Food Cost – 5 Simple Do’s and Don’ts

Posted by | April 09, 2013 | IPG News | No Comments

Food Cost Management advice as outlined by Donal Ballance of Manage for Profit.


  1. Do be meticulous about checking deliveries – if you know that what you’ve paid for actually reached your kitchen, it makes your employees uniquely accountable for any losses or shrinkage.
  2. Do calculate the center-plate cost of each item on your menu and express it as a percentage of its selling price. Then apply a typical week’s sales mix to find out your approximate theoretical food cost – this allows you to  see whether you have an issue with pricing, discounting, menu mix or ingredient cost and to make changes accordingly. Understanding where the issues are make for constructive discussion and planning.
  3. Do carry out monthly or periodic inventory to coincide with the bookkeeping cycle. Compare the numbers that are produced by your bookkeeper and your kitchen management with the theoretical food cost and investigate the ‘gap’. While it’s relatively easy to manage the absolute food cost number, it’s much more difficult to control the ‘gap’, but it’s the size of the ‘gap’ that determines whether management is being effective.
  4. Do keep a simple record of food wastage – over-production, mistakes etc. – as part of indentifying the ‘gap’, have the kitchen team work to reducing the value of this each week.
  5. Do create a culture of using up any and every bit of food in the kitchen – freezer inventory, over-production, close to use-by etc. If you offer bar appetizers or an appetizer happy hour, keep the menu flexible and inexpensive. It is better to get some revenue for this food than to throw it out or let it burn in a freezer until its thrown out.
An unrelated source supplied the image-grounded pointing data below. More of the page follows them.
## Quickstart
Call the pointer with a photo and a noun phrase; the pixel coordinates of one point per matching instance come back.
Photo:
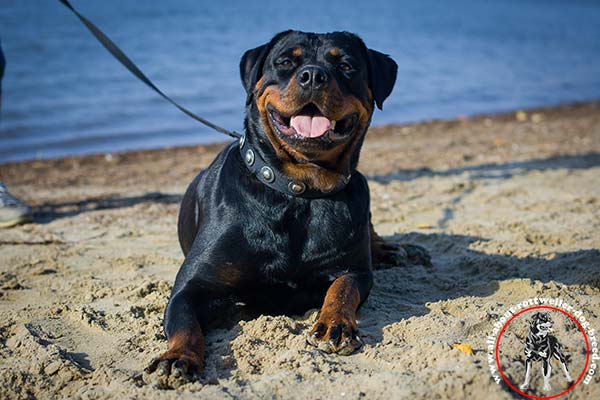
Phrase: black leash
(130, 65)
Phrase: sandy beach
(507, 205)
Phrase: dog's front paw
(397, 255)
(174, 368)
(335, 334)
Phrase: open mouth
(310, 123)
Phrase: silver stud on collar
(296, 187)
(249, 157)
(267, 174)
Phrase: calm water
(64, 94)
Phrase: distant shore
(85, 166)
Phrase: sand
(508, 206)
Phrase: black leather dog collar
(274, 179)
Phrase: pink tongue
(310, 126)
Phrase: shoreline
(501, 115)
(507, 205)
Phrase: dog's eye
(345, 67)
(285, 63)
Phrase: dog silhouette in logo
(542, 346)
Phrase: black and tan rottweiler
(280, 220)
(540, 345)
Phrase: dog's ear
(252, 63)
(382, 76)
(251, 66)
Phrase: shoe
(12, 210)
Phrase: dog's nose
(312, 77)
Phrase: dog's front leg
(525, 383)
(547, 371)
(566, 371)
(335, 330)
(184, 360)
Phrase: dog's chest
(311, 239)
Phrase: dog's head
(541, 324)
(310, 98)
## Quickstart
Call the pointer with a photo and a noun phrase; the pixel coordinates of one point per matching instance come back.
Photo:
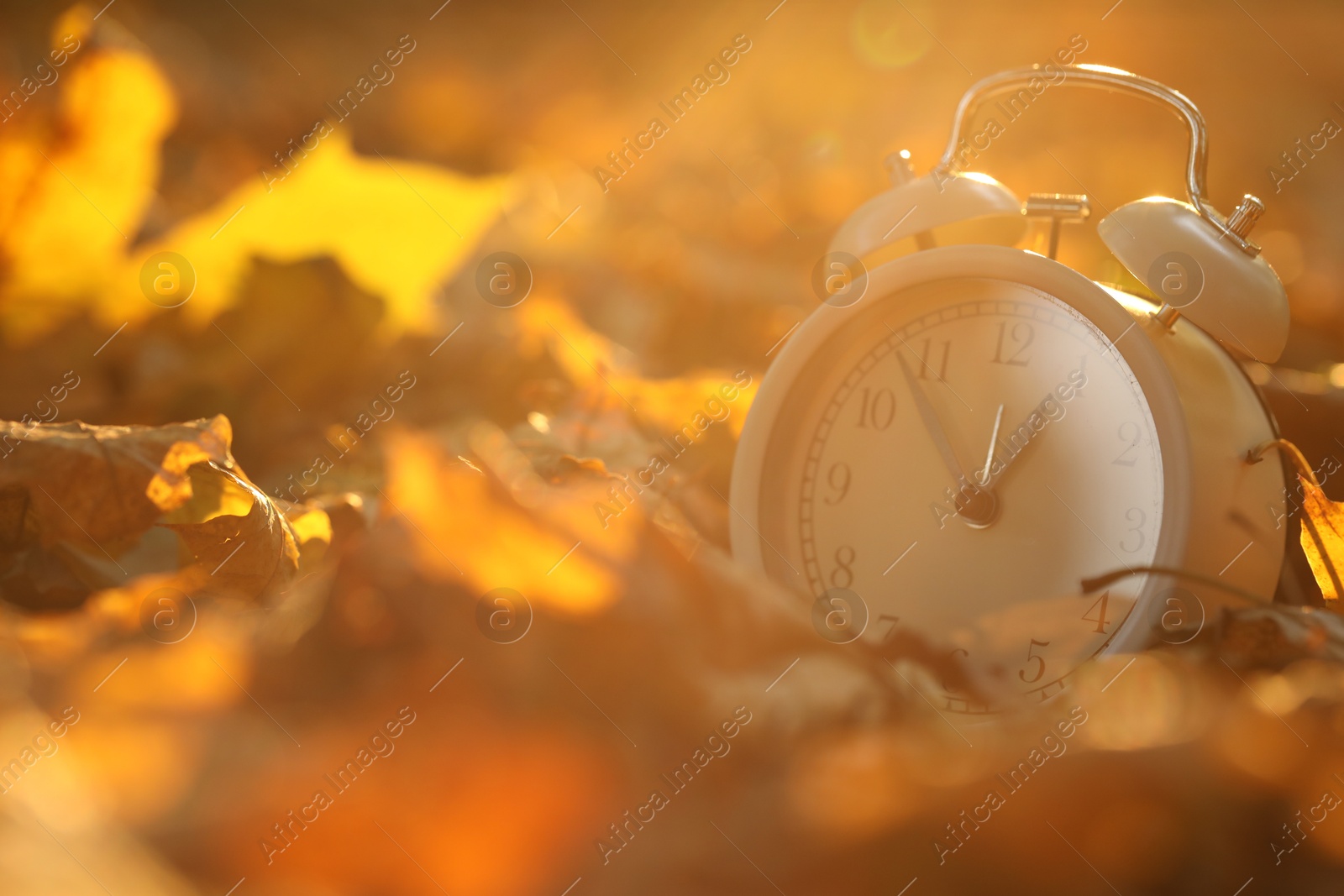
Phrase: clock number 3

  1. Don’t demand an instant food cost reduction from your kitchen management. You run the risk that they will immediately look to portion size, ingredient cost or price increase to resolve the problem – all three of which will directly and negatively affect your guest.
  2. Don’t expect instant results from trying to improve food cost. It’s a planned journey with a route map and milestones that tell you how well you are doing.
  3. Don’t implement lots of paperwork for your kitchen management or you will end up in a bureaucratic mess. Understand what the issues are (see the do’s) and take practical, operational actions to resolve them.
  4. Don’t use as your guide any food cost number other than the one generated by your bookkeeper/accounting package each month or period. Have your periodic management-generated kitchen inventory used only to provide opening and closing inventory valuations and have those counts independently validated.
  5. Don’t allow discussions with your kitchen management to focus on any one issue as a way of resolving food cost challenges. Truly, managing food cost is about understanding five components – plate cost, menu pricing, menu mix, waste management and portion consistency – and about managing each of them efficiently.